Quand on parle de la maladie d’Alzheimer, on parle beaucoup de l’importance de l’entourage. L’un des slogans de l’association France Alzheimer est d’ailleurs : « Un malade, c’est toute une famille qui a besoin d’aide ». Cette maladie impacte évidemment en premier lieu la personne touchée, mais aussi tout son entourage, ses enfants, ses petits-enfants. Quand on annonce à ses voisins, à ses collègues de travail que son parent est touché par cette maladie, les réponses sont généralement du type : « Oh mince, ça alors, eh bien, bon courage ! » Je dis souvent aux aidants qu’on va leur donner plein des valises remplies de « bon courage », mais qu’en dehors de cela, elles n’auront pas forcément beaucoup d’aide, ni de compréhension de ce que cela signifie. Mais si on l’explique un peu, si on dit les choses, les comportements de son proche seront sans doute mieux compris des voisins, des petits commerçants habituels qui ne se diront plus : « Oh, elle est sans gêne celle-là ». On peut se créer un petit réseau de soutien, donner son téléphone et si un jour son parent déambule seul, les personnes prévenues pourront alerter.

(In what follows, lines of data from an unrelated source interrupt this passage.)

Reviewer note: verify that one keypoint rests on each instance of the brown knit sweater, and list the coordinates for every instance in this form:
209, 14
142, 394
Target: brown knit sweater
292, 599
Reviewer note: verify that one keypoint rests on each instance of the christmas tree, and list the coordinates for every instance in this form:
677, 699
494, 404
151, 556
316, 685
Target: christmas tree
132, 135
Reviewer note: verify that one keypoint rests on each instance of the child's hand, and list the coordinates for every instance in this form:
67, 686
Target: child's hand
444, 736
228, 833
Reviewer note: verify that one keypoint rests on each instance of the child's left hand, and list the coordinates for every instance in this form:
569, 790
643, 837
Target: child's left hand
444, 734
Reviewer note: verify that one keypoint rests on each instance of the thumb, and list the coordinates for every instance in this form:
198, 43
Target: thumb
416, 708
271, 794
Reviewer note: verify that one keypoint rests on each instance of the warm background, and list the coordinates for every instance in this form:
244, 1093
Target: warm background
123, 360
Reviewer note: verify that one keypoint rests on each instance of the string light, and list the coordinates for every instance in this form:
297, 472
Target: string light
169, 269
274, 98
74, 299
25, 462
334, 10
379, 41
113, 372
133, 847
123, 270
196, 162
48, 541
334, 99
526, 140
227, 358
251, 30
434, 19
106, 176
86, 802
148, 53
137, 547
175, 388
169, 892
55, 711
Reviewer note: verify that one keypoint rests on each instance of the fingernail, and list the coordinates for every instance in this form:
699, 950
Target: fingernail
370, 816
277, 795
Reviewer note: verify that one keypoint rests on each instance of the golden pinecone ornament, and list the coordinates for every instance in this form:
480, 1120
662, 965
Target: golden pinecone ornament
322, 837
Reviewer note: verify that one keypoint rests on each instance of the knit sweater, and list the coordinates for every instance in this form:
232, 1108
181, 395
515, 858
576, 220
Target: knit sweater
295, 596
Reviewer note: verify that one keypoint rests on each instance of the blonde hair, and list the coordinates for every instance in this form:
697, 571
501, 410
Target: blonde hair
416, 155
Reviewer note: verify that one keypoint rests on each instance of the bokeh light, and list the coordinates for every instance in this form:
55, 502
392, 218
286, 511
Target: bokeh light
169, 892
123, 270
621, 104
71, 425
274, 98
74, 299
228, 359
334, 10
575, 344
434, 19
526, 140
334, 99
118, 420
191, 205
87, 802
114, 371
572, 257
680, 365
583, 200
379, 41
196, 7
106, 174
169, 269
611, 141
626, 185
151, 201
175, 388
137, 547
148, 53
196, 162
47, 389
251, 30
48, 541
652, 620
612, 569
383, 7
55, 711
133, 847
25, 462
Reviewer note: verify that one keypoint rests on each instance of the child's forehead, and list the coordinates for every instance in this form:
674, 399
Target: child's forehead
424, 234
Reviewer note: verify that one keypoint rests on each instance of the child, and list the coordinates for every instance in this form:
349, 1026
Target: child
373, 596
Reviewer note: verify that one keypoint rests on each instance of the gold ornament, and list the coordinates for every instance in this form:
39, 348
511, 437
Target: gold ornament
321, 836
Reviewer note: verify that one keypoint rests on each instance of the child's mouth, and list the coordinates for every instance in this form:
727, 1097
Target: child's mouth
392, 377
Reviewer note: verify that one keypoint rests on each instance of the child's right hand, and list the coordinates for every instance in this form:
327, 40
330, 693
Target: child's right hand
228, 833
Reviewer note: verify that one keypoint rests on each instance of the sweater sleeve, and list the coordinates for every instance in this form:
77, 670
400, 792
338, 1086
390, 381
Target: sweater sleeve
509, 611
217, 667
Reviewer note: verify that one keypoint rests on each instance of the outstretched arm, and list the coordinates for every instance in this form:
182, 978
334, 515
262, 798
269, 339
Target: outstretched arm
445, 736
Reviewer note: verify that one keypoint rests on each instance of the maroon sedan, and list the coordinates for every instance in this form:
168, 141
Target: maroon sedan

Qui peut aider l’entourage ?

Des associations comme France Alzheimer ou des plateformes de répit peuvent accompagner. Savoir que l’on n’est pas seuls, qu’il existe des aides et qu’on peut en faire la demande est important. Cela peut aider à comprendre certains comportements, à partager son expérience d’aidant sur la manière de communiquer avec son proche. Mais cela ne veut pas dire qu’on est obligé d’aller dans des groupes de parole ou de se rapprocher d’une association, chacun fait bien ce qui lui convient à un moment donné. La plupart du temps, les aidants ne contactent pas les associations dès le départ. Il faut parfois du temps. En revanche, mieux vaut ne pas attendre l’épuisement pour demander du soutien quand cela devient trop difficile à porter.